As Investopedia explains, Bitcoin miners essentially verify transactions utilizing Bitcoin. To make money, a miner must verify 1MB worth of transactions then be the first miner to provide the right answer to a numerical problem. However, this does not involve complicated math, but it does require advanced technologies such as graphics processing units (GPUs) or individual graphics cards. In other words, you need to be pretty tech-savvy to get very far with cryptocurrency mining.
Where can you Buy and Trade Cryptocurrencies?
If cryptocurrency mining sounds too difficult, then you can simply invest in cryptocurrencies with Coinbase, which is the most popular platform for trading virtual currencies. Coinbase only offers a small fraction of the overall cryptocurrencies in existence.
Given the explosive popularity of cryptocurrency investing as of late, there are certainly scams you should watch out for. Fortunately, the SEC is starting to crack down on cryptocurrency fraud, but the threat of initial coin offering (ICO) scams still exist. When faced with something that might be a fraudulent cryptocurrency situation, here are a few things to watch out for.

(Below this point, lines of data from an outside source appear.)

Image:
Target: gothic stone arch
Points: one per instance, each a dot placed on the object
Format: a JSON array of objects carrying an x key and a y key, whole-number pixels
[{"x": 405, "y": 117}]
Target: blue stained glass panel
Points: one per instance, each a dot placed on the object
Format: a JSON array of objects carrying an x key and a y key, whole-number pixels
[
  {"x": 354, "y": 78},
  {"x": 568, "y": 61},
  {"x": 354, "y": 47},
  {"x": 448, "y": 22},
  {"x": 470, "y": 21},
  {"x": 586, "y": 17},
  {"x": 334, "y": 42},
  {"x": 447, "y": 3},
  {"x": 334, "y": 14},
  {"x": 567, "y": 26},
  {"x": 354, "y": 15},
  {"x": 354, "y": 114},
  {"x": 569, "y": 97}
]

- Wallet scams. Cryptocurrency encryptions are stored in digital wallets, which are susceptible to hacks. Avoid this by researching reputable cryptocurrency wallets with top-notch security for users.
- Email scams. Beware e-blasts from individuals or groups claiming to be from a cryptocurrency provider. They’ll typically ask you to log in to a fake website designed to capture your authentic log-in information to deplete your funds on the real site.
- Fake cryptocurrency exchanges. Since cryptocurrencies are still pretty new, stick to Coinbase until more legitimate alternatives arise.
What are Bitcoin Futures?
As if cryptocurrencies weren’t complicated enough, Bitcoin futures are starting to roll out, too. Cryptocurrency futures will function similarly to traditional futures investments. You exchange assets at a specified price based on the projected value of the asset at a future date. Cboe Global Markets is the first exchange to offer cryptocurrency futures. However, many other players will likely join the futures marketplace very soon.
It has also been reported that Amazon is entering the cryptocurrency market after the company bought several domain names related to cryptocurrencies. So, Amazon virtual currencies will likely come out sometime in the near future.
Investing in cryptocurrencies is not like investing in stocks. While stock trading has been going on for decades, cryptocurrencies are still very new and very much unregulated. For someone just getting started in investing or someone with limited funds to invest, cryptocurrencies might be too volatile for the time being.
However, if you can manage the risk of a potential crash in the future, then investing in cryptocurrencies through reputable websites and apps like Coinbase could potentially ramp up your returns on investments as cryptocurrencies become more commonplace in our economy.
What about you? Do you know what are cryptocurrencies? Have you invested in them yet? I’d love to hear your experience investing in Bitcoin and other cryptocurrencies.